Júlia pegou no bebé, protegendo-o da chuva com o seu próprio casaco. O pequeno parou de chorar assim que sentiu o calor humano. Júlia sabia que deveria ligar para a polícia ou para os bombeiros, mas a pequena criatura precisava de cuidados imediatos.
Voltou para a mansão, entrando pela porta dos fundos. Subiu as escadas de serviço, dirigindo-se ao escritório do patrão, e bateu na porta com o coração descontrolado.
“Senhor Dorian, desculpe incomodar, mas é urgente.”
A porta abriu-se, e Dorian Almeida Vasconcelos apareceu. Tinha 35 anos, cabelos escuros e olhos que carregavam uma tristeza profunda. Ele havia perdido a esposa, Helena, e o filho durante o parto há menos de um ano.
“Júlia, o que ainda está a fazer aqui? E o que…”
Dorian parou a meio da frase quando viu o bebé nos braços dela.
“Encontrei-o no lixo, senhor. Está com muito frio e precisa de cuidados médicos urgentes.”
Dorian ficou imóvel, olhando para a criança. Os seus olhos encheram-se de lágrimas, uma dor antiga misturando-se com a surpresa do momento presente.
“Posso segurar?”
Júlia hesitou, mas entregou o pequeno. Dorian pegou no bebé com um cuidado inédito, como se fosse a coisa mais preciosa do mundo.
“É um menino,” disse ele, com a voz embargada.

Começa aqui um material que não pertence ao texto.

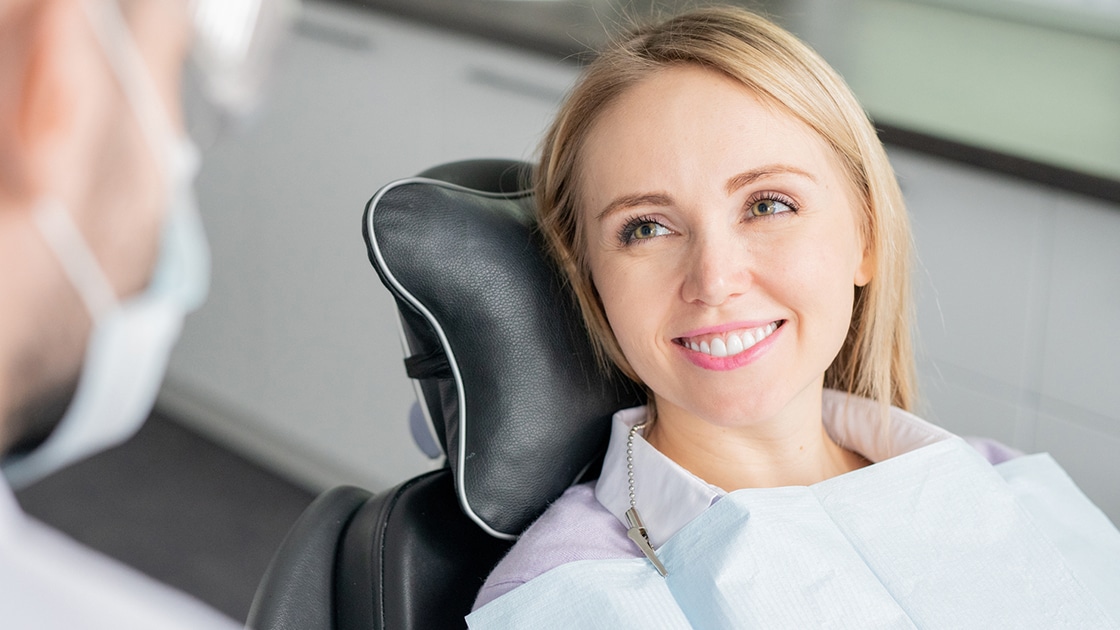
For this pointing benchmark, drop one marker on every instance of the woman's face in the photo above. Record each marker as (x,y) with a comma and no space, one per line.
(725,246)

“Sim. Pensei em chamá-lo de Ariel.”
“Ariel?” repetiu Dorian, embalando-o suavemente. “Nome bonito. Vou ligar para os bombeiros agora. Eles vão saber o que fazer.”
“Não.” A resposta de Dorian surpreendeu-a.
“Como assim, não?”
Ele olhou diretamente nos olhos dela.
“Venha comigo.”
Dorian caminhou pelos corredores da mansão, ainda a carregar Ariel. Júlia seguiu-o, confusa e preocupada. Ele parou diante de uma porta que ela nunca tinha visto aberta.
“Este quarto ficou trancado desde que Helena morreu,” explicou, girando a chave na fechadura. “Não conseguia entrar aqui.”
A porta abriu-se, revelando um berçário completo. Móveis de madeira nobre, decoração em tons de azul e branco, brinquedos ainda nas embalagens; tudo preparado para um bebé que nunca chegou a casa.
“Era para ser o quarto do meu filho,” disse Dorian, caminhando até ao berço. “O médico disse que foi negligência, uma morte que poderia ter sido evitada.”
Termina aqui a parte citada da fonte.